I myself later attended the Columbia Science Honors Program in high school, taking classes in particle physics and in computer science theory.
I am writing to share my observations and opinions on the controversy over student protests of Israeli actions in Gaza at Columbia.
My father was resolutely pro-Israel. Having encountered antisemitism in his life, he perceived much or all of the activism on behalf of Palestinians to be motivated implicitly by hatred of Jews and using Palestinians only as props in that project. He took umbrage at portraits of righteous Palestinians oppressed by rich and complacent Jews, such as in the opera Death of Klinghoffer, based on a real incident in which an elderly Jewish man in a wheelchair was drowned by Palestinian terrorists. When I expressed how much I admired Jimmy Carter for his post-Presidential work, my father replied: “We don’t like him–he called Israel an Apartheid State.”
My mother, likewise, traveled in very pro-Israel circles. Before she retired, she was the editor of The Jewish Standard, the oldest English language Jewish newspaper in New Jersey. She admires Rabin, the fighter become peacemaker, and mourned that his assassination seemed to close off avenues for peace.
In my opinion, the deadly October 7 Hamas attack was followed by a disproportionate campaign of collective punishment that has been rife with atrocities and violations of international law. I used to count myself a Zionist, and emphasized to myself that Israel, founded in the wake of the Holocaust, was recognized by the United Nations and had agreed upon borders. I believed that the UN resolutions requiring Israel to limit itself to those borders needed to be followed, that it was international law that legitimized Israel and that should likewise constrain it. Participation in a model UN in high school inculcated in me a sense of respect for dialogue and procedure.
That international affairs should pivot on Biblical borders or mythical prophecies of end times to me seems scandalous, that it would place the lives and well-beings of so many real suffering people at lower priority than fulfilling unhinged fantasies.
My political stance now at age 57 greatly departs from that of my parents from decades ago. I see violations of international law becoming routine and the rise of ethno-nationalist states around the world. Some of the history I learned growing up was a mythical over-simplification, not to veer to opposite over-simplifications. Irgun practiced terroristic methods itself. Many Zionists chafe at the characterization of Israel as a “settler-colonialist state”, and while Israel’s origin as a haven for refugees of the Holocaust and the Soviet Union does muddy the waters, there seems a lot of truth to that characterization as well. I have learned to see the differing narratives as being like Kurusawa’s movie Rashomon, each being a self-serving partial truth.

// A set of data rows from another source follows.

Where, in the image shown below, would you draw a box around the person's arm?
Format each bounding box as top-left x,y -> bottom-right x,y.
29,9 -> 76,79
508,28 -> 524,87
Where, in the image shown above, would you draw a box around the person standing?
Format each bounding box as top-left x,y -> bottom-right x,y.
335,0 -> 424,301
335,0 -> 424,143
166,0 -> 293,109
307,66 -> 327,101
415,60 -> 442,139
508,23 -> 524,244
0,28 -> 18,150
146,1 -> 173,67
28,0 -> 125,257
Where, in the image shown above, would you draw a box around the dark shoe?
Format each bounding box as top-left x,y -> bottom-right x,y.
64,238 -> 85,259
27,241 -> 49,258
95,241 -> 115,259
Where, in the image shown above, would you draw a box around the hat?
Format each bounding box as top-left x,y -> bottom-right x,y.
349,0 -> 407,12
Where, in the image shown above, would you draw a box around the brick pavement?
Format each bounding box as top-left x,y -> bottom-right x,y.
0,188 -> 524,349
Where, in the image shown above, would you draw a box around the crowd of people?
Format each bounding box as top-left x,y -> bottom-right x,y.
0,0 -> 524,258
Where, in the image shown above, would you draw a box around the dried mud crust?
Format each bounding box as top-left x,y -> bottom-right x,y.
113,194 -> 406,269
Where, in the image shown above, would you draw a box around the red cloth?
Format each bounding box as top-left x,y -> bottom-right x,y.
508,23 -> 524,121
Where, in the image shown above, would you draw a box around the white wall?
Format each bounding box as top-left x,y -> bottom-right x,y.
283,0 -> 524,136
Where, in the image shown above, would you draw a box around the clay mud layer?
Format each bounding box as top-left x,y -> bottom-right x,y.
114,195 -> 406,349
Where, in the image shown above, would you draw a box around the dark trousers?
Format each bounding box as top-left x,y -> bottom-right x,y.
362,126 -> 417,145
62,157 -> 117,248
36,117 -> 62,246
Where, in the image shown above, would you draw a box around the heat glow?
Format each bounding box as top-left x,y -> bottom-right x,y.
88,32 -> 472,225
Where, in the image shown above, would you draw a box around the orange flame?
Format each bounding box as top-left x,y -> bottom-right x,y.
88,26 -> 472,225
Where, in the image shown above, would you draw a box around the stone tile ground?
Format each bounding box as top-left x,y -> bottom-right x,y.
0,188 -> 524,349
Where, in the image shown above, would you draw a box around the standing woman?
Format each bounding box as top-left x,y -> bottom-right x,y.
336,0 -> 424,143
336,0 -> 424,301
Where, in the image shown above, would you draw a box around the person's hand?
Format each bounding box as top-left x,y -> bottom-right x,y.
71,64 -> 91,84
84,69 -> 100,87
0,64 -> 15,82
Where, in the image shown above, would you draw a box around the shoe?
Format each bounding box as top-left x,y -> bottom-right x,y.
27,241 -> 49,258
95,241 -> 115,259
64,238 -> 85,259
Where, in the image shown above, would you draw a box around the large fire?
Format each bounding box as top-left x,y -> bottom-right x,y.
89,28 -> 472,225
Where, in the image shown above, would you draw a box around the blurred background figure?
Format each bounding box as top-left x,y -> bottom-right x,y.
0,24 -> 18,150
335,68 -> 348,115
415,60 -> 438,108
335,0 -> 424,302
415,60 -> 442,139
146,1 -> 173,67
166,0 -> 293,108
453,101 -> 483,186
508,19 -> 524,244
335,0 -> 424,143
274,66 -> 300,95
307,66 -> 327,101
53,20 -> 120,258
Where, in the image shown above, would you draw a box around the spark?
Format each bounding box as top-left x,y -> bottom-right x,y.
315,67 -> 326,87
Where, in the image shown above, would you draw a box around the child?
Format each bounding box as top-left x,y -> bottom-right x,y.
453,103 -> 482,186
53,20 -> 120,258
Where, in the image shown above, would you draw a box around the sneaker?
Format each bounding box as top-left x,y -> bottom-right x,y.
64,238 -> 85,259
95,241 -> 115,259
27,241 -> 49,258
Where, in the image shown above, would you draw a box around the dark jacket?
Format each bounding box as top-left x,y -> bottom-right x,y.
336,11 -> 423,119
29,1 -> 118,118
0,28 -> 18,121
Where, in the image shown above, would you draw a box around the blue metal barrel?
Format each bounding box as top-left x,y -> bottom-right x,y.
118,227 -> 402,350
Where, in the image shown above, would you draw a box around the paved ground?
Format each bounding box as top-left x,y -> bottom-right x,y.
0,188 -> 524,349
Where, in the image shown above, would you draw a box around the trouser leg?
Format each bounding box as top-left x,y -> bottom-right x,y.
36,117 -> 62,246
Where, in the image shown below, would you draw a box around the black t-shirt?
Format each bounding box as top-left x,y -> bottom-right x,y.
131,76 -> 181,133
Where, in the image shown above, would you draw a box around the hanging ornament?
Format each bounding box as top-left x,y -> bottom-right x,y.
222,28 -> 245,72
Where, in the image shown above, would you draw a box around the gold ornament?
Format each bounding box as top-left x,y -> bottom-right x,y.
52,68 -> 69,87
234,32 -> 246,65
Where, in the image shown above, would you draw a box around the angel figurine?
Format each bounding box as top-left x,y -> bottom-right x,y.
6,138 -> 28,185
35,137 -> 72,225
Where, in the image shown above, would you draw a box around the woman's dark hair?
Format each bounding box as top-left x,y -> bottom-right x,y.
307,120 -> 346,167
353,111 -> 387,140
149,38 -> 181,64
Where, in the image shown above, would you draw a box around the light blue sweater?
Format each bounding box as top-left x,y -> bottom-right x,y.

I believe Columbia University has mis-handled student protests of the situation in Gaza. Many Jewish students themselves are on the side of the protests. I tell my story to illustrate generational change in Jewish-American views of Israel. My late father still receives mail from the pro-Israel organizations he donated to, such as AIPAC. Those who think they have the pulse on Jewish-American sentiment may be starkly out of date. At age 57 I myself am a generation or two older than current students. Attitudes towards Israel have been in rapid flux since the Israeli reaction to the October 7 attacks, which may plausibly be described as attempted genocide.
Being Jewish and formerly a pro-Israel Zionist, I see too that Jewish students may feel embattled. I understand that non-Jewish protesters may have only one side of that Rashomon-like story. I can see that chants of “from the river to the sea” may be taken as personally threatening to Jewish students with deep ties to Israel and Israelis (I visited once myself in 1993 in a relatively peaceful time).
However, I think the solution to such fears is not to limit legitimate protest. It is for greater communication and education, which one would think that a University would find more congenial to its mission than collaborating with police to suppress the younger generation, which must find its voice in shaping the world they will be living in for longer than we will.